I will also quote a few passages from one of the tour-stop reviews because it was the only one I read that had anything negative to say about GS3.  James Lardner’s Washington Post notice was generally laudatory, especially regarding Pat Carroll’s performance (the piece’s headline was: “On Stage: Fierce, Convincing ‘Gertrude Stein.’”)

The WaPo reviewer, who saw the show at Washington’s Arena Stage two months after it left the Provincetown, found that Martin’s script “succeeds in making Stein an absorbing and sympathetic figure,” but “is much less successful in its structure and selection of material.”

Carroll is constantly forced to jump from one subject to another . . . .  And there is no compelling dramatic reason behind Stein’s speaking to us from the mid-1930s: The story doesn’t build to any ’30s climax, and indeed sweeps through the ’20s . . . with alarming briskness.

Lardner, however, immediately returned to his complimentary assessment of the play, which he dubbed “a highly entertaining excursion to a unique time and place,” and especially Carroll’s acting, which, he proclaimed “is the bottom-line reason to see this show.”

In Carroll’s bio in the Gertrude Stein Gertrude Stein Gertrude Stein program, the actress made a statement, part of which the Variety reviewer quoted.  The rest of Carroll’s thought reads: “personalizing history through Gertrude Stein is a fantasy come true.”  I’m thrilled that it did and I got to share in it.  It’s remained indelibly engraved on my memory for 43 years . . . and counting.

[Thinking about the possibility of other negative reviews of Gertrude Stein Gertrude Stein Gertrude Stein aside from a brief passage in the Washington Post notice, I wondered what John Simon might have written in New York magazine.  In my original searches, I never found a New York review, so I made a search specifically directed at finding one.

[It looks as if Simon may not have written a full review, but penned the blurb New York used in its theater listing for GS3.  It doesn't have his name attached, but it sounds like him and the abstract/citation on one database points to it if you look for “John Simon” and "Pat Carroll." 

[(Wouldn’t you know that the first use of the blurb in question—there was another text in the theater guide in earlier issues—appears in an issue that follows one that’s missing from the database of complete issues.  If there was a full review from which the blurb was excerpted, the frequent practice, it'd probably be in that missing issue.  I’ll try to remember to check in a library my next opportunity.)
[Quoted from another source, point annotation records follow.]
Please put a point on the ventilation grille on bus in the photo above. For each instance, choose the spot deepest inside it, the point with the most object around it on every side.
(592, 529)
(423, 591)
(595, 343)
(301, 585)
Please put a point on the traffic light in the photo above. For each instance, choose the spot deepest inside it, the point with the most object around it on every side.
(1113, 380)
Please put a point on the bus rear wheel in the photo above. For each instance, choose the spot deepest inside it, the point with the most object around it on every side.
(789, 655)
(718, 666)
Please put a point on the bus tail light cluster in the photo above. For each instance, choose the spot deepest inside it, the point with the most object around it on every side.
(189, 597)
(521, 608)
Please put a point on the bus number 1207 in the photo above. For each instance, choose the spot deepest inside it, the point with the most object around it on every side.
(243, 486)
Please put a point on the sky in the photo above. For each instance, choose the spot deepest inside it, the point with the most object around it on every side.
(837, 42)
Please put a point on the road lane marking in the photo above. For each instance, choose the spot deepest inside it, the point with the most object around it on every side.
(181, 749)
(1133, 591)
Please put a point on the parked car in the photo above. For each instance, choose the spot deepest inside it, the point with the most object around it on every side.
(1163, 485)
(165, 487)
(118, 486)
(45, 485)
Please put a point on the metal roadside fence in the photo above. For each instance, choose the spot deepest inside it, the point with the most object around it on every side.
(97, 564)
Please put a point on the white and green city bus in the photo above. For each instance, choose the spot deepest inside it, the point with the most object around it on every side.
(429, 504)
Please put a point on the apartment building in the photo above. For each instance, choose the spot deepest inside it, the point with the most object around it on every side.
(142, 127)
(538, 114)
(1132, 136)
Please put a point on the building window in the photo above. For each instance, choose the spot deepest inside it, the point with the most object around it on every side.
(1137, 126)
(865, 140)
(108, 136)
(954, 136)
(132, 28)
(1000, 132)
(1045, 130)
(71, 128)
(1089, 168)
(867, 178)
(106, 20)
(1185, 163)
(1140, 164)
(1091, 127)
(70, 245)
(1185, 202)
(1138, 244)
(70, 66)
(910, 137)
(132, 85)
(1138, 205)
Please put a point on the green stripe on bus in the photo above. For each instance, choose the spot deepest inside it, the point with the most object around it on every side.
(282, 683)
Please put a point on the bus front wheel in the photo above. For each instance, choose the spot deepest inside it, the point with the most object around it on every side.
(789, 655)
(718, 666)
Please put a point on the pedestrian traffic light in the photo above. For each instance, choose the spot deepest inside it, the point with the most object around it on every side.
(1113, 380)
[So, to complete the record, here’s what the “anonymous” critiquer of New York magazine said about Gertrude Stein Gertrude Stein Gertrude Stein:

The Gertrude Stein that emerges is, unlike the title, far from triple—only a third.  She is less formidable, much more easygoing than the original.  The comedienne Pat Carroll plays her heroine with verve, variety, and finesse, but Marty Martin’s monodrama simplifies, falsifies, and vulgarizes the life and times and works of Ms. Stein.

[Assuming this is John Simon, I’m not sure how he would know “the original” Gertrude Stein—though he was 20 when she died.  I don’t know, though, that he was in Paris at the time.  We’ve heard in the testimony of people who knew, or at least met, her, that Stein presented a different face in person and in private than she did in her writing. 

[Besides, as Carroll and Martin both repeated, GS3 isn’t a history lesson, it’s theater.  It isn’t presenting historical truth, but theatrical truth—and, however the New York reviewer felt about Martin’s dramaturgy, he praised Carroll’s acting.]